The relationship between regular distribution and tensor product of distribution?

Question

For a regular distribution $T_f$, where $f$ is defined on $\mathbb R^n$, $$ \langle T_f, \varphi\rangle := \int_{\mathbb R^n} f(x) \varphi(x) dx. $$ The tensor product of two distributions $S$ and $T$ is definded by $$ \langle T \otimes S, \varphi \rangle := \langle T, \langle S, \varphi_\cdot \rangle \rangle, $$ where $$ \varphi_\cdot(y) = \varphi(\cdot, y). $$ If $T_f$ and $T_g$ are two regular distributions, where $f$ is defined on $\mathbb R^n$ and $g$ on $\mathbb R^m$, then $$ \langle T_f \otimes T_g, \varphi \rangle = \int_{\mathbb R^n \times \mathbb R^m} f(x) g(y) \varphi(x, y) dx dy, $$ so that the tensor product of distribution is a special case of a regular distribution, ie. $T_f \otimes T_g = T_h$, where $h(x,y)=f(x)g(y)$. Is this correct?

Answer 1

This is correct.
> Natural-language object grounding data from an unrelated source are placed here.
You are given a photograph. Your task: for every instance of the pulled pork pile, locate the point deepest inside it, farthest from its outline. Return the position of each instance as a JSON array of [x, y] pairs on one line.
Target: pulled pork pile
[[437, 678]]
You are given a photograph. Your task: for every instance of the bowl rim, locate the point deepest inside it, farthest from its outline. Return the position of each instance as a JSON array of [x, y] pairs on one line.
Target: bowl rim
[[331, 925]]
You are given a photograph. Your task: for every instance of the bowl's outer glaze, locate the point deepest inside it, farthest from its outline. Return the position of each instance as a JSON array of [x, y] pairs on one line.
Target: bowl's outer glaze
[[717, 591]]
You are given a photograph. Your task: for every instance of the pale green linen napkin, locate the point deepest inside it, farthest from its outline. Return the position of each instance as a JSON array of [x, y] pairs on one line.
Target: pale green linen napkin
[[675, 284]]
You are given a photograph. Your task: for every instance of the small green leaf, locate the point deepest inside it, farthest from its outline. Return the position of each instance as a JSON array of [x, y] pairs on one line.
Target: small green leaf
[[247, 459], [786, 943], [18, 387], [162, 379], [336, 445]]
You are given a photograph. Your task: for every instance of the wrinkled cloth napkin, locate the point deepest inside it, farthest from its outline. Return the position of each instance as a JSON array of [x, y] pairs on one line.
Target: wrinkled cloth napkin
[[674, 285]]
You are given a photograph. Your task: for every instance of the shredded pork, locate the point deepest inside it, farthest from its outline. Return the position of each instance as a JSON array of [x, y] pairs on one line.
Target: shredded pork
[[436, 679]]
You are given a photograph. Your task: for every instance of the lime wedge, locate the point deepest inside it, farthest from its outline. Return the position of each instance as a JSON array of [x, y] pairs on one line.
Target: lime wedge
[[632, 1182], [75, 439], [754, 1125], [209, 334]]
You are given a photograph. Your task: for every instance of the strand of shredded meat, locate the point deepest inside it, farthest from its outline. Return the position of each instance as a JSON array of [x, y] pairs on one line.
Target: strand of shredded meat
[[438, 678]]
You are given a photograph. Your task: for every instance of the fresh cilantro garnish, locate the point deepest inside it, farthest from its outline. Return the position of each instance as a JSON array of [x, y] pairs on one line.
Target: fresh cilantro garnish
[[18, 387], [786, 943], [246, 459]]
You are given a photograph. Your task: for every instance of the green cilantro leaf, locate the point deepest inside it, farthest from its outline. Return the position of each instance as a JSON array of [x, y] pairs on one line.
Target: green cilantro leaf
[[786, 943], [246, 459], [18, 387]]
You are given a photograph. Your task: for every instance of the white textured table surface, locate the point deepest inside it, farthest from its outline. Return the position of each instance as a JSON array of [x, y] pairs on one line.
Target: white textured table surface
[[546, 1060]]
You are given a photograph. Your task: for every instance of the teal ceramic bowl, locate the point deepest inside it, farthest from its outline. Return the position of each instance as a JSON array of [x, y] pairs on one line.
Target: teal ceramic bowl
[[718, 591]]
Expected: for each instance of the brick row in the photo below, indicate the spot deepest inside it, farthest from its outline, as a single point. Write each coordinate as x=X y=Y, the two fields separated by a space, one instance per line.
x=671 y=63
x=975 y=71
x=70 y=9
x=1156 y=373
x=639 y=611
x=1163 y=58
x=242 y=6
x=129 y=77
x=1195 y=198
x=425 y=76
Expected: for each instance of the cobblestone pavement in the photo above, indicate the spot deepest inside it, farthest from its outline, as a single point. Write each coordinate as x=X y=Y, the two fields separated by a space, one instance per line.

By the definition of the tensor product of distributions,

$$ \langle T_f \otimes T_g, \varphi \rangle = \langle T_f, x \mapsto \int_{\mathbb R^m} g(y) \varphi(x, y) dy \rangle = \int_{\mathbb R^m} f(x) \int_{\mathbb R^m} g(y) \varphi(x, y) dy dx, $$ which by Fubini's theorem equals the integral you describe in your question.